Going back to powerSet: Dropping from $O(2^n \log n)$ space to $O(2^n)$ space (with optimal sharing) should buy usability for a few extra input elements. On the time side, the logarithmic factor probably doesn't matter, so if someone has an $O(2^n)$ space/ $O(2^n \log n)$ time algorithm that actually runs faster than whatever $O(2^n)$ time algorithm we find, we can use the "theoretically slower" one instead.

@meooow25 Your implementation looks interesting, but I can't make head or tail of how it works. Could you explain? How does it achieve lexicographical order? I also noticed a type error: unboxed arrays can't hold Sets.

Wait, now I'm confused... How does that typecheck?

@meooow25 Your implementation doesn't pass the test suite, unfortunately. I'm still very confused about how it passes the type checker.

To clarify, it doesn't pass the test suite once the test has been changed as in #892. That's (at least partly) because the subsets you produce are totally unbalanced—just lists.

How does that typecheck?

I didn't actually use unboxed arrays here (Array vs UArray). Perhaps the comment was confusing, I mean that as TODO: Use unboxed array...

the subsets you produce are totally unbalanced—just lists

Oops, the middle bit logic was at fault. Updated, but it's a little more complex now.

How does it achieve lexicographical order?

That's the sortedMasks part, which is the same as the current algorithm, only it constructs a list of bitmasks instead of a set of sets. Is there any other part you'd like me to explain?

Yes, the whole thing? I don't understand the shape of it. Could you maybe open a PR with lots of comments? I'm a comment maximalist.

I don't want to open a PR without actually testing that it is an improvement.

I'll try to explain with an example:
Consider that the input set is {0,1,2}.
Then we make an array sets to hold the power set, indexed by bitmasks 0b000 to 0b111. The bits in a mask indicate what elements are in the set.
sets = array (0b000,0b111) [(0b000,{}), (0b001,{0}), (0b010,{1}), (0b011,{0,1}), ... (0b111, {0,1,2})]
To build these sets in constant time for any mask, we find the middle set bit, take the corresponding element as root, and pick the left and right subtrees out of sets by indexing with the masks we want (as I described in the comment before).
For example,
sets ! 0b111 = bin 1 (sets ! 0b001) (sets ! 0b100) = bin 1 {0} {2} = {0,1,2}
sets ! 0b101 = bin 2 (sets ! 0b001) (sets ! 0b000) = bin 2 {0} {} = {0,2}
Now that we have all the sets, we need to convert them to lexicographical order. We use the current powerSet algorithm, which does build sets in the right order, to get the right order of bitmasks [0b000, 0b001, 0b011, 0b111, 0b101 ... 0b100]. Then we can pick the corresponding sets out of sets to get [{}, {0}, {0,1}, {0,1,2}, {0,2}, ... {2}], and build them into the output set with fromDistinctAscList.

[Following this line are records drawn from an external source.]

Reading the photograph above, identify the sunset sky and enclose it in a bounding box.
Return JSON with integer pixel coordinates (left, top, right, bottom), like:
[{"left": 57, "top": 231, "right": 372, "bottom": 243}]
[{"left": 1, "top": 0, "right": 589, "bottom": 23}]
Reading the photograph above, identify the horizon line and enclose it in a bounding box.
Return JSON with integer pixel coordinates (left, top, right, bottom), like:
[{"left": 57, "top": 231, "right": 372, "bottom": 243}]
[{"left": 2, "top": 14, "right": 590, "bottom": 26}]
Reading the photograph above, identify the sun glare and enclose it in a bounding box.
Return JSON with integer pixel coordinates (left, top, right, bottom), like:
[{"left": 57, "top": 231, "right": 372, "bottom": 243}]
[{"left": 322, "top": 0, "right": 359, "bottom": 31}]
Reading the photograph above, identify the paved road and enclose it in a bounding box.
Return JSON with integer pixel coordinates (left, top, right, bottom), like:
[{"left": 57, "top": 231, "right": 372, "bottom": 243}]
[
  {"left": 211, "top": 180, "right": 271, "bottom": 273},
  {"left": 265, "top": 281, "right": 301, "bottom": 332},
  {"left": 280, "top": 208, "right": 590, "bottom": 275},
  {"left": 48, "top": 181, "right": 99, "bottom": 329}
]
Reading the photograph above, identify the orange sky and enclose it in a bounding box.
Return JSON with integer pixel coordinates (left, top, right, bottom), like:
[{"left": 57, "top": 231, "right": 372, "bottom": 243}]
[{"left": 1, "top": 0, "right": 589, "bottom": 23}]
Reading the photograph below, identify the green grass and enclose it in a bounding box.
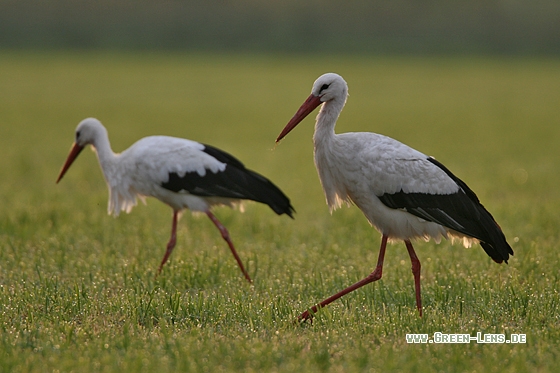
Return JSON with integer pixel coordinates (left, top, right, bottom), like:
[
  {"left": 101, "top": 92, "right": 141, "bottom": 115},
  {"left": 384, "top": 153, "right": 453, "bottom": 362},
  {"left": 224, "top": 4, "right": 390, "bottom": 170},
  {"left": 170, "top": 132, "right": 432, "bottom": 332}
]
[{"left": 1, "top": 52, "right": 559, "bottom": 372}]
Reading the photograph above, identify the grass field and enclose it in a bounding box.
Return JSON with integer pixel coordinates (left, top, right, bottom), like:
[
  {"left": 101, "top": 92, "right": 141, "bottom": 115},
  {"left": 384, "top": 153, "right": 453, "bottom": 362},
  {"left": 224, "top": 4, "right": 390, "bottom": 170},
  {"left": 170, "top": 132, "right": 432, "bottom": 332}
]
[{"left": 1, "top": 52, "right": 559, "bottom": 372}]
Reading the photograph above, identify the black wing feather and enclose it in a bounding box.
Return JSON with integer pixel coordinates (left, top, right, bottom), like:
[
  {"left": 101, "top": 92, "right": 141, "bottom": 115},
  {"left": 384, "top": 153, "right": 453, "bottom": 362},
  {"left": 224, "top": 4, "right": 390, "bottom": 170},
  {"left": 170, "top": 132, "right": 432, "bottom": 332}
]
[
  {"left": 161, "top": 144, "right": 294, "bottom": 218},
  {"left": 378, "top": 157, "right": 513, "bottom": 263}
]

@meooow25 FWIW, I would prefer to get a PR, even before perf testing. That'll sic CI on it, and make it easier for me (or others) to play with the implementation. I'm going to try to write an implementation based on my own idea to see how that compares, but I won't delay merging yours to do so. I suspect a lot of performance issues will come down to how badly we trash the generational hypothesis, which is mostly about how much long-lived intermediate structure we build. As I said, I don't understand your way yet. Mine (to the extend I've elaborated it so far) does not seem to have a good answer for that.

OK, puzzle time.

how much long-lived intermediate structure we build

As far as I understand, the only intermediate thing should be this "array of sets, indexed by bitmasks"? Just the array itself - its contents is permanent (trees that are reachable from the resulting `Set (Set a)`` ).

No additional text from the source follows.